We use numpy and Julia extensively, here are a few things we’ve found:
PyJulia and PyCall are pretty great for interop, so you can keep using your existing code
It’s really easy to pass arrays, Dicts, and scalar values like strings, numbers, etc. between the two. It’s harder, but doable, to pass more complex data structures. So try to keep any interfaces between the two limited to those data types.
Julia has fast for loops, python/numpy doesn’t. So you’ll want to eliminate those as much as possible and lean heavily on vectorization
Numpy doesn’t really have loop fusion, so you’ll need to be more careful monitoring memory usage
That’s about it. For the most part, translation is relatively straightforward.
“Moving to” means, having Julia knowledge/code and probably a REPL open while prototyping but moving all that code/knowledge to python/numpy for the final product. Eventually not using Julia at all, and just writing python/numpy.

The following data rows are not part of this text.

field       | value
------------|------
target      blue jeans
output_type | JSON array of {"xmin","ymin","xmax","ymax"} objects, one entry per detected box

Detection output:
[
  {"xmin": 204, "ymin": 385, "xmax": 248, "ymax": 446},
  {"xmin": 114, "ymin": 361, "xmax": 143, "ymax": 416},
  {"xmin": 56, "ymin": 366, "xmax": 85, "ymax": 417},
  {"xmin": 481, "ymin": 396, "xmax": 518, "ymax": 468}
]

Best case scenario would be a source-to-source translator or julia->python compiler source. Next best is a good set of cheatsheets/tutorials/experiences on translating/rewriting julia to numpy The one I posted seems pretty good.
Translation should not be particularly difficult in general. It will be harder, depending on the code, to retain the performance, if the code is not easily vectorized. Perhaps you will finally have to learn some C, C++, or Numba, PyPy, to code some specific parts of the code that are more important for performance.
(as a side note, that particular package you mention above is just a front-end to a series of C++ libraries. A cool project could be to write that same front-end in Julia and have the best of both worlds).
The nice thing about Julia is that it’s roughly equally fast whether you use vectorized or non-vectorized code. So if you’re porting Julia code to Python, one good option is to go through, find any for loops, and rewrite them using vectorization/broadcasting instead. Then you can almost copy & paste that code to python with minor modifications (I’ve done it!), you’ll just need to get rid of the dots for broadcasting.